The premiere production of In the Wake was a co-production between the Kirk Douglas Theatre and Berkley Repertory Theatre in 2010. Both productions had the same cast and production team. Leigh Silverman, who had worked with Lisa Kron on previous productions, directed the performance. Overall, the productions were well received by both the public and by critics. The largest complaint critics had was the length of the play – at a little less than two hours and forty-five minutes, it started to drag on a bit. One critic stated that the “work suffers from overwriting”1, while another said that it could be “talky, because Ellen is talky, [but] much of it is good talk, and some of it is very good”.2 Another issue that was found with the piece was the fact that it can seem to have a focus more on the urban liberal ideas and beliefs. Though other opinions are voiced throughout, none are expressed as fully as Ellen’s liberal views. Many believe that this is due to the fact that Kron, a writer of multiple autobiographical or memoir plays, is speaking heavily through her main character, and thus that viewpoint is emphasized the most. Kron was able to save many audience members from feeling alienated through the engaging dialogue and by presenting some of her own views as flawed and sometimes hypocritical. Ultimately, the premiere production was widely praised and moved along to the Public Theatre in New York.
When In The Wake was produced in New York City at the Public Theatre, it kept many of the same production team and three of its cast members. Leigh Silverman was once again the director. Marin Ireland, a successful actress with an Obie and Tony Award nomination for her performance in reasons to be pretty, joined the production as Ellen. Her performance in In The Wake was noteworthy, with one critic stating that Ireland “gives a credible, fully integrated performance that never begs for affection”.3 The Public Theatre is one of the most influential Off-Broadway theatres in New York. It has a focus on producing a diverse array of works, and many of the pieces that premiered at The Public move to Broadway or other noteworthy theatres throughout the nation. Therefore, the fact that The Public Theatre sought to stage In The Wake shows the caliber of the writing and the productions at the Kirk Douglas and Berkley Repertory Theatres. An interesting choice that Silverman made while staging the performance was to keep the scenes between Ellen and Amy downstage, removed from her life with Danny that took place upstage. This showed the distance Ellen tried to keep between the relationships, though her scenes with Amy were not “ not so far away as to allow us to forget that prior and seemingly satisfying relationship”.4 This staging choice emphasized the separate yet connected dynamic between Ellen’s romantic relationships, adding to the depth and quality of this production.

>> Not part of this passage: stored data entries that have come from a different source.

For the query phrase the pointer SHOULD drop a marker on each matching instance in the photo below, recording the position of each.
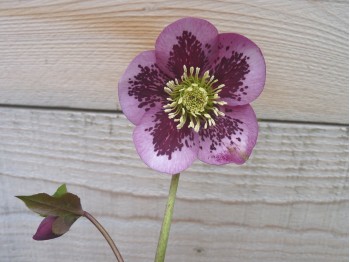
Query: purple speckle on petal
(188, 51)
(232, 71)
(225, 127)
(167, 138)
(147, 87)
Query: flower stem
(164, 232)
(106, 236)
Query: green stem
(108, 238)
(168, 215)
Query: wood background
(60, 62)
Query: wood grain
(288, 203)
(71, 53)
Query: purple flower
(189, 98)
(44, 231)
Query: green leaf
(67, 204)
(63, 224)
(61, 190)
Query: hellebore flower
(189, 98)
(44, 231)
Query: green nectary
(194, 99)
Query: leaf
(61, 190)
(67, 204)
(63, 224)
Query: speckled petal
(44, 231)
(188, 41)
(241, 67)
(142, 87)
(232, 139)
(162, 146)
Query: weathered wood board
(72, 53)
(288, 203)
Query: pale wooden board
(72, 53)
(288, 203)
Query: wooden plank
(288, 203)
(72, 53)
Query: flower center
(193, 100)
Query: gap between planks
(105, 111)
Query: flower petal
(232, 139)
(241, 67)
(142, 87)
(188, 41)
(44, 231)
(162, 146)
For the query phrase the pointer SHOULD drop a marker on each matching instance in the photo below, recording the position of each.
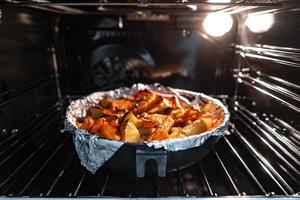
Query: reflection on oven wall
(106, 59)
(268, 56)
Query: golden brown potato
(131, 133)
(161, 133)
(195, 127)
(176, 132)
(210, 107)
(149, 116)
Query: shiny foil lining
(94, 151)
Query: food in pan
(149, 116)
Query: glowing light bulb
(193, 7)
(217, 24)
(219, 1)
(260, 23)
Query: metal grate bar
(182, 191)
(289, 136)
(205, 180)
(226, 172)
(292, 130)
(272, 140)
(275, 88)
(23, 144)
(80, 183)
(283, 102)
(27, 160)
(26, 92)
(245, 166)
(44, 165)
(27, 166)
(281, 138)
(264, 163)
(27, 84)
(61, 173)
(28, 124)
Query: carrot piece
(87, 123)
(109, 132)
(97, 125)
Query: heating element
(258, 156)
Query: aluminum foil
(94, 151)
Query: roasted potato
(149, 116)
(130, 133)
(195, 127)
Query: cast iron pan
(141, 160)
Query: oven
(245, 53)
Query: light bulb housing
(217, 24)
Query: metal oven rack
(123, 7)
(255, 159)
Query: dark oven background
(259, 72)
(100, 55)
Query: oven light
(217, 24)
(219, 1)
(193, 7)
(260, 23)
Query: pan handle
(159, 156)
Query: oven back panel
(171, 53)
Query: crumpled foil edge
(94, 151)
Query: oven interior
(52, 52)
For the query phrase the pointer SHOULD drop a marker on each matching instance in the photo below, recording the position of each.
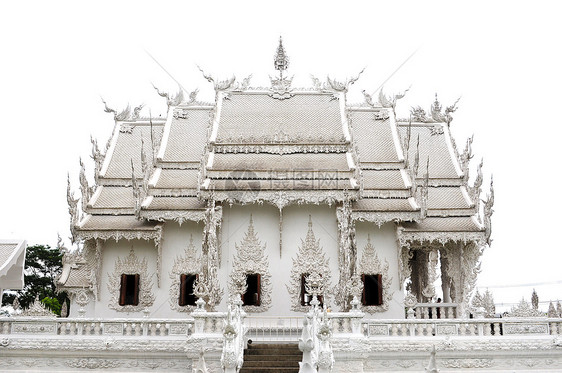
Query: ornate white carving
(178, 216)
(189, 263)
(310, 258)
(347, 255)
(270, 147)
(117, 235)
(210, 255)
(370, 264)
(380, 218)
(281, 198)
(131, 265)
(524, 309)
(250, 258)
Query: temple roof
(281, 145)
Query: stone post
(306, 345)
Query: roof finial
(281, 61)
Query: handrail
(129, 327)
(462, 327)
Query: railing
(96, 327)
(435, 311)
(263, 328)
(232, 356)
(462, 327)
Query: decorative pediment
(371, 265)
(250, 258)
(310, 259)
(131, 265)
(189, 263)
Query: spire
(281, 61)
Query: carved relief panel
(131, 265)
(189, 263)
(310, 259)
(251, 263)
(371, 265)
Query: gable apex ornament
(281, 61)
(281, 86)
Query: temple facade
(279, 214)
(248, 195)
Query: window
(306, 298)
(252, 295)
(187, 298)
(129, 293)
(372, 290)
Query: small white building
(12, 262)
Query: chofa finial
(281, 61)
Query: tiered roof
(282, 145)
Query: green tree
(43, 265)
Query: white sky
(503, 58)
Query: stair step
(273, 357)
(272, 351)
(272, 345)
(271, 364)
(269, 370)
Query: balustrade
(461, 327)
(99, 327)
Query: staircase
(271, 358)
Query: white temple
(241, 218)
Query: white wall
(387, 248)
(295, 228)
(234, 226)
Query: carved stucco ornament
(370, 264)
(310, 258)
(131, 265)
(37, 309)
(189, 263)
(524, 309)
(250, 258)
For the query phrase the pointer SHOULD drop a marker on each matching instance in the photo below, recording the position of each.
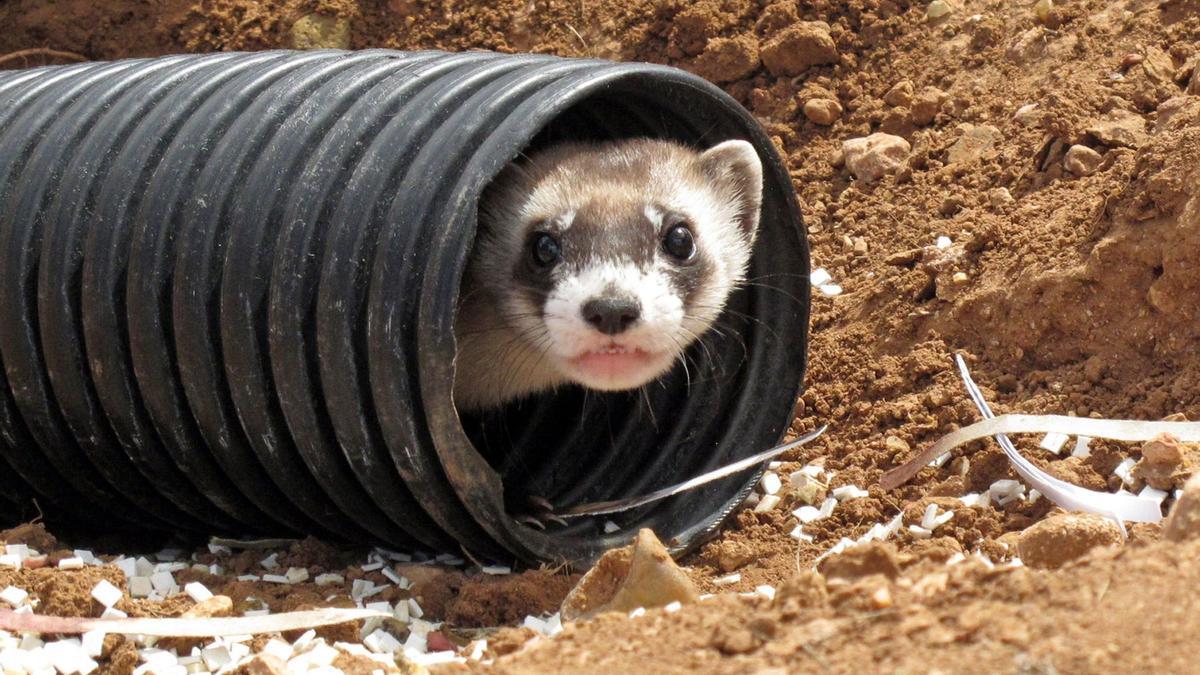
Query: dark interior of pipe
(573, 446)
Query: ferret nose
(611, 316)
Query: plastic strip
(1072, 497)
(616, 506)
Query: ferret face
(609, 261)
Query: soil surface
(1056, 147)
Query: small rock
(1062, 538)
(900, 95)
(799, 47)
(874, 156)
(1158, 66)
(1183, 521)
(1081, 160)
(976, 142)
(898, 448)
(318, 31)
(1165, 461)
(216, 605)
(1120, 127)
(928, 105)
(822, 111)
(727, 59)
(1027, 46)
(1000, 196)
(937, 10)
(642, 574)
(1026, 114)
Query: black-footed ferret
(599, 264)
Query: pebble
(822, 111)
(1120, 129)
(1000, 197)
(975, 142)
(937, 9)
(874, 156)
(798, 48)
(642, 574)
(1081, 160)
(927, 105)
(900, 95)
(1062, 538)
(1026, 114)
(318, 31)
(1183, 521)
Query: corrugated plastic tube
(228, 286)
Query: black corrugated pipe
(228, 284)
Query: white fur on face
(655, 330)
(546, 333)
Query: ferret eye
(546, 250)
(678, 243)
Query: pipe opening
(573, 446)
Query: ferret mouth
(616, 366)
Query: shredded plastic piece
(1072, 497)
(616, 506)
(183, 627)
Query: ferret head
(609, 261)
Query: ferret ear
(735, 167)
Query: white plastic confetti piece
(197, 591)
(141, 586)
(919, 532)
(297, 574)
(1054, 442)
(766, 503)
(106, 593)
(1125, 471)
(1153, 494)
(93, 643)
(13, 596)
(849, 493)
(162, 581)
(771, 483)
(799, 535)
(808, 513)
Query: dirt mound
(1042, 215)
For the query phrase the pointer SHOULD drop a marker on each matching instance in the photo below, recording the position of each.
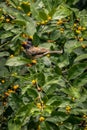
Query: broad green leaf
(5, 53)
(61, 12)
(72, 91)
(25, 7)
(81, 57)
(30, 28)
(8, 26)
(17, 61)
(71, 45)
(81, 81)
(53, 100)
(32, 93)
(50, 83)
(47, 4)
(4, 72)
(13, 126)
(6, 35)
(76, 70)
(42, 14)
(41, 79)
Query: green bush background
(48, 93)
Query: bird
(37, 52)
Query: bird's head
(27, 44)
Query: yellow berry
(41, 119)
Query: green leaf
(6, 35)
(72, 91)
(5, 53)
(32, 92)
(81, 81)
(61, 12)
(17, 61)
(30, 28)
(76, 70)
(8, 26)
(41, 79)
(13, 126)
(71, 45)
(81, 57)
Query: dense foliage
(48, 93)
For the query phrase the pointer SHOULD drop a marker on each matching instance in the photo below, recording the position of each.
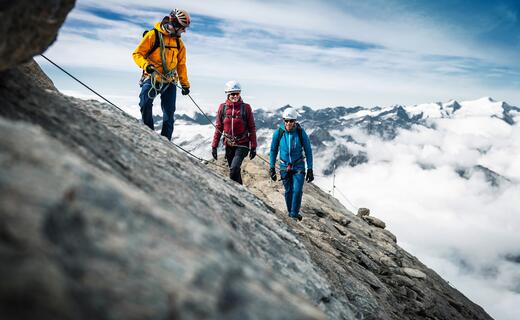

San Diego Repertory Theatre staged a production of In The Wake in 2012, this time with direction by Delicia Turner Sonnenberg. The production was not as highly praised as the premier productions or the production at The Public, though still had strong points. Individual monologues and smaller scenes were supposedly weak, according to critics, with ensemble scenes as the strongest points in the piece. Overall, the production provided a “thoughtful, often thrilling and often wayward ride” but “lacked a satisfactory ending”.5 Most of the critiques for this production were centered on the script itself, with most of the issues found similar to the flaws mentioned previously. However, this theatre and the people involved were not as reputable as the aforementioned theatres, which played a factor in the lessened public enthusiasm for the piece.
1McNulty, Charles. “Theater review: ‘The Wake’ at the Kirk Douglas Theatre.” Los Angeles Times. N.p., 29 Mar. 2011. Web.
2Reiner, Jay. “The Wake — Theater Review.” The Hollywood Reporter. N.p., 14 Oct. 2010. Web.
3 Brantley, Ben. “A Whirlwind of Words and Passions.” New York Times. N.p., 1 Nov. 2010. Web.
4 Smalec, Theresa. “In the Wake, and: The Little Foxes(review).” Theatre Journal63.3 (2011): 444-47. Web. Oct. 2011.
5 Welsh, Anne Marrie. “‘In The Wake’ Flawed, but Well-directed, Well-cast at the Rep.” San Diego Union-Tribune N.p., 20 Feb. 2012. Web.